BLOWUP (Michelangelo Antonioni, 1966)

By grunes

The coolest, most happening movie of the “Swingin’ Sixties” was made by someone in his mid-fifties.
     A self-absorbed London fashion photographer (David Hemmings, wonderful) snaps photographs in Maryon Park, prompting a woman (Vanessa Redgrave, anxious, vibrant, haunting), apparently with her lover there, to demand the roll of film. The boy refuses. After successive blowups of portions of the developed photos, he comes to believe that the assignation preceded murder. In the park at night, he locates the corpse. But both photos and the body subsequently show up missing.

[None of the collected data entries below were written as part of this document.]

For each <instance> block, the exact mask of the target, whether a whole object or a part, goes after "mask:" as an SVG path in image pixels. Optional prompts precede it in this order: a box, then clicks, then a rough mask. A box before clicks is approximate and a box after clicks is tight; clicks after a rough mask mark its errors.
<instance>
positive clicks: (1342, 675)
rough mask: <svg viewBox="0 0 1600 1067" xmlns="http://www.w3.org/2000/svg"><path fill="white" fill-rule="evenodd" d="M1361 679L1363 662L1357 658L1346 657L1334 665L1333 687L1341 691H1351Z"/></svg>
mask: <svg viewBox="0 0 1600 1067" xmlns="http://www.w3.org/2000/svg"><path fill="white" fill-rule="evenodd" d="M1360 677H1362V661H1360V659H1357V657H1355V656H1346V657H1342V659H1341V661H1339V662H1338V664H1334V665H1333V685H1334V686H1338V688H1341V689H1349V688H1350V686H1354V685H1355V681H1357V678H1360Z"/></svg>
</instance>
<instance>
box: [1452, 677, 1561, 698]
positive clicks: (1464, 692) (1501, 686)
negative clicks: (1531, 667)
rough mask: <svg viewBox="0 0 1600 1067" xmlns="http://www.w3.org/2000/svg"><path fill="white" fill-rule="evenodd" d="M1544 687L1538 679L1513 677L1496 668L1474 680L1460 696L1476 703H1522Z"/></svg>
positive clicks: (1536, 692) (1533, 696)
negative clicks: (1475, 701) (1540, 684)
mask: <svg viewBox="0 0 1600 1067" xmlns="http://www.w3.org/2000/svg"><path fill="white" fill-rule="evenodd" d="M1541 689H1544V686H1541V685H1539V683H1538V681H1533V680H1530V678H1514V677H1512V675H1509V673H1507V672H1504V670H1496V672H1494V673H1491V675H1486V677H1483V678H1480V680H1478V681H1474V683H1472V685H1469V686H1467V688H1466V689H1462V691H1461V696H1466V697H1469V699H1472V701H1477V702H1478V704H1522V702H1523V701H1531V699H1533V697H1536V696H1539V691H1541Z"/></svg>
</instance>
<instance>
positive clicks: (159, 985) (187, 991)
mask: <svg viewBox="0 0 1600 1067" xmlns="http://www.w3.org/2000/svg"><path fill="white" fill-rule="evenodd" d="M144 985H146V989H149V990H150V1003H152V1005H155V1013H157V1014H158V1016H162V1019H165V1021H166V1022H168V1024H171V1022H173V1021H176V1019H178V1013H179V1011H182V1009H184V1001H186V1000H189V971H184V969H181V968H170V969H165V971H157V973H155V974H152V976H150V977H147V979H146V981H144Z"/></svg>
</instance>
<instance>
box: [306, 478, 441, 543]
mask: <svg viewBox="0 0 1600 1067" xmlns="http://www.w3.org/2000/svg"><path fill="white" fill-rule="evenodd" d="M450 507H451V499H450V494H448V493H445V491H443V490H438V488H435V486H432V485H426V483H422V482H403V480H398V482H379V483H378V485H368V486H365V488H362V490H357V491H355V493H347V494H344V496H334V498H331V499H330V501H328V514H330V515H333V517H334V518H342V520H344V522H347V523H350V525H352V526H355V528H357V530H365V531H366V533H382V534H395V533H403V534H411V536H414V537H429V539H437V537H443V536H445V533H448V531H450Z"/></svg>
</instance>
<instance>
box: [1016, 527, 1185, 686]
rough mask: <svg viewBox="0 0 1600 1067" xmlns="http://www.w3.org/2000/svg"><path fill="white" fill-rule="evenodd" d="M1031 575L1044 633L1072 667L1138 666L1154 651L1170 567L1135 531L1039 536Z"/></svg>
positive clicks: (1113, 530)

     Michelangelo Antonioni’s brilliantly directed Blowup, inspired by a Julio Cortázar story, claims a mesmerizing first half that follows the photographer about, including into an antique shop, where he buys an airplane propeller; when the mystery plot kicks in, though, the film turns feeble. However, the contrast created by black-and-white photos in a (beautiful) color film is surprisingly powerful, and the photographer’s gradual slippage into his humanity convinces. Moreover, the return to the park and the finale are fabulous, with the protagonist, embracing the illusionary nature of reality, tossing an imaginary ball to a couple engaged in pantomiming a tennis match.
     Sound is as exquisite as image in Blowup: the rustling of tree leaves in the breeze; accompanying a closeup of the boy’s face as his eyes follow the ball, the sound of this imaginary ball as it strikes opposing racquets. The boy’s face registers the loss of innocence—the loss of the safe, insulated, egotistical world in which we first found him. This conclusion is wry, satisfying and deeply moving—the equal of the finish of Alfred Hitchcock’s Vertigo (1958).
     One thing more: Blowup contains the best movie line ever. “I thought you were in Paris,” the photographer tells a model at a party. Zonked, she replies, “I am in Paris.”